For the quarter ended Oct. 31, the Philadelphia-based company reported net income of $59.3 million, or 35 cents a share, versus $45.4 million, or 27 cents a share, for the year-ago period. Net sales rose 26 percent to $478 million from $379.3 million. Analysts were looking for EPS of 35 cents on sales of $478.9 million, according to Yahoo Finance.

By brand, quarterly sales for Urban Outfitters soared 29.5 percent to $208.3 million, from $160.9 million, while sales at Anthropologie grew 13.5 percent to $158.9 million from $140 million. Free People’s revenue increased 98 percent, to $9.7 million from $4.9 million, and Terrain, the company’s recent garden concept, brought in sales of $1.3 million. Direct-to-consumer sales bounded 40.9 percent to $65.9 million from $46.8 million.

Same-store sales rose 10 percent overall, with Urban Outfitters, Anthropologie and Free People up 17, 2 and 4 percent, respectively.

Content with the retailer’s inventory position, ceo Glen Senk said that, at the end of the quarter, inventories increased by $39.6 million, or 19 percent, driven by inventory to stock new stores, while total comparable inventory grew only 2 percent.

Even though the consumer is “fearful, and many retailers are struggling,” the company said, it will continue to “take managed risks” that “excite the customer.”

In an interview with WWD, Senk said that, despite sluggish mall traffic, his company continues to “do quite well in malls.” The retailer saw revenue gains in all store locations, he said, with metropolitan, or “downtown,” locations leading the group, followed by malls.

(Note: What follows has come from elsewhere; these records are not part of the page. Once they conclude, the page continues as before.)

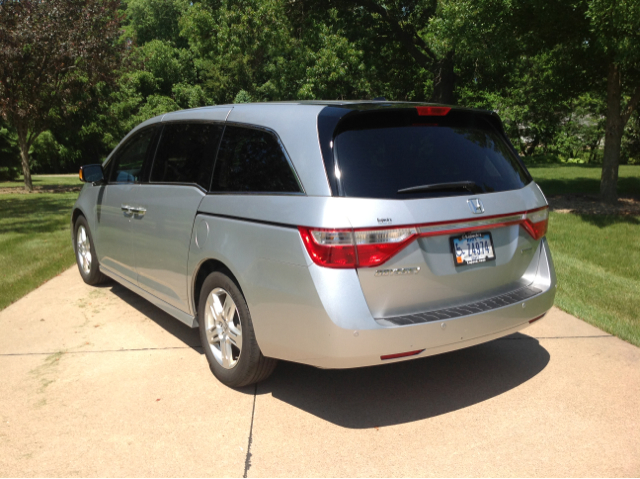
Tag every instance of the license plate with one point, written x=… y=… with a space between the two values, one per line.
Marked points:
x=472 y=248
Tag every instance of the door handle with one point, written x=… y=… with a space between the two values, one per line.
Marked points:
x=138 y=210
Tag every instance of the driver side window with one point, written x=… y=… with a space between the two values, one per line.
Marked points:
x=127 y=165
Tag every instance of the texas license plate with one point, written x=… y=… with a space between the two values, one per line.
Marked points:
x=472 y=248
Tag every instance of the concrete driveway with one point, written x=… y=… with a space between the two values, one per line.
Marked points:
x=98 y=382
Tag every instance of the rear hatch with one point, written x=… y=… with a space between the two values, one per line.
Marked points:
x=443 y=211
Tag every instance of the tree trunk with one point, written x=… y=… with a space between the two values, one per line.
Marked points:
x=612 y=137
x=444 y=80
x=24 y=155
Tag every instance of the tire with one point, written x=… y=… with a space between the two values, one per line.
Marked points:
x=86 y=257
x=227 y=334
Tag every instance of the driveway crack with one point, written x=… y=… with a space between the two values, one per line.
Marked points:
x=247 y=460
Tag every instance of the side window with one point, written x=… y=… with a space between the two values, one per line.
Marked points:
x=251 y=160
x=128 y=161
x=186 y=153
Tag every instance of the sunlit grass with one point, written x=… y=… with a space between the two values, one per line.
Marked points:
x=35 y=242
x=597 y=261
x=563 y=179
x=44 y=181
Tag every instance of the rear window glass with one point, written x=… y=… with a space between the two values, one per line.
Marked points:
x=252 y=161
x=380 y=155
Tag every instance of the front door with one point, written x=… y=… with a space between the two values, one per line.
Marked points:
x=117 y=209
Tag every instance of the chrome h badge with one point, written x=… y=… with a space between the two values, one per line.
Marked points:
x=476 y=206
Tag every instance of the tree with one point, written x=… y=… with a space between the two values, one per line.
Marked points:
x=615 y=34
x=55 y=55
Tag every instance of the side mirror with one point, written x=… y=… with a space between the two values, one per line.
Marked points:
x=91 y=174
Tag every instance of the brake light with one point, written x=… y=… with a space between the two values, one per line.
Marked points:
x=330 y=248
x=346 y=248
x=433 y=110
x=365 y=248
x=535 y=222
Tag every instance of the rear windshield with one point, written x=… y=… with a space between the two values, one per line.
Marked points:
x=378 y=155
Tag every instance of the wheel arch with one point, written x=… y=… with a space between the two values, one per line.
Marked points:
x=204 y=269
x=75 y=214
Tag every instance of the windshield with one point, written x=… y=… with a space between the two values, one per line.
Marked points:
x=402 y=156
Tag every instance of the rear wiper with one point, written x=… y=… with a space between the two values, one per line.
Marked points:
x=454 y=185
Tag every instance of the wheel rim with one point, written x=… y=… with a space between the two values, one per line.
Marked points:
x=83 y=249
x=223 y=327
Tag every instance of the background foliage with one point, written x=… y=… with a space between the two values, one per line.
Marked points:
x=541 y=64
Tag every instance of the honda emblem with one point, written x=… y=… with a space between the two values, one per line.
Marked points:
x=476 y=206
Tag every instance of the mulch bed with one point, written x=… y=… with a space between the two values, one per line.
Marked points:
x=591 y=205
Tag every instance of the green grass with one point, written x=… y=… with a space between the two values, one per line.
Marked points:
x=563 y=179
x=35 y=242
x=44 y=181
x=597 y=261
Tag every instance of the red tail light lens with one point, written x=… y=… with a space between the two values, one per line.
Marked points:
x=330 y=248
x=374 y=247
x=536 y=222
x=433 y=110
x=348 y=248
x=345 y=248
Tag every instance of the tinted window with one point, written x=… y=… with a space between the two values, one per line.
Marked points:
x=128 y=161
x=379 y=155
x=252 y=160
x=186 y=153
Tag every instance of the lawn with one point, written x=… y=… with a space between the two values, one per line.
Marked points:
x=562 y=179
x=597 y=258
x=597 y=262
x=44 y=182
x=35 y=242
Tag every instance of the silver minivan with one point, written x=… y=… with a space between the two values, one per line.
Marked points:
x=335 y=234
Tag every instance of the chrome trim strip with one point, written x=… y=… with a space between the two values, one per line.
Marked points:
x=472 y=223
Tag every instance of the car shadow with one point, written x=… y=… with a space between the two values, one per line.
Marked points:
x=412 y=390
x=189 y=336
x=384 y=395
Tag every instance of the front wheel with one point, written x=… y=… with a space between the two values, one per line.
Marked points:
x=227 y=336
x=86 y=257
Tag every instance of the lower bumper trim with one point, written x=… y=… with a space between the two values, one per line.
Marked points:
x=483 y=306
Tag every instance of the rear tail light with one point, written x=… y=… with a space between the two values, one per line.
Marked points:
x=536 y=222
x=349 y=248
x=346 y=248
x=330 y=248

“It starts with the site selection,” Senk said. “It’s a holistic approach. We never use price to drive our business.”

Considering sales and earnings gains, UBS Investment Research retail analyst Roxanne Meyer said: “While Urban is not immune to the downturn, we believe a combination of the right product and multiple sales and margin drivers should ultimately reward shareholders.”

For the nine months, profits jumped 49 percent to $158.8 million, or 93 cents a diluted share, compared with $106.6 million, or 63 cents a share. Sales were up 27.3 percent to $1.33 billion, from $1.04 billion. The retailer said that, during the nine months, it has opened 41 stores: 18 Urban Outfitters stores, 10 Anthropologie, 12 Free People and one Terrain unit.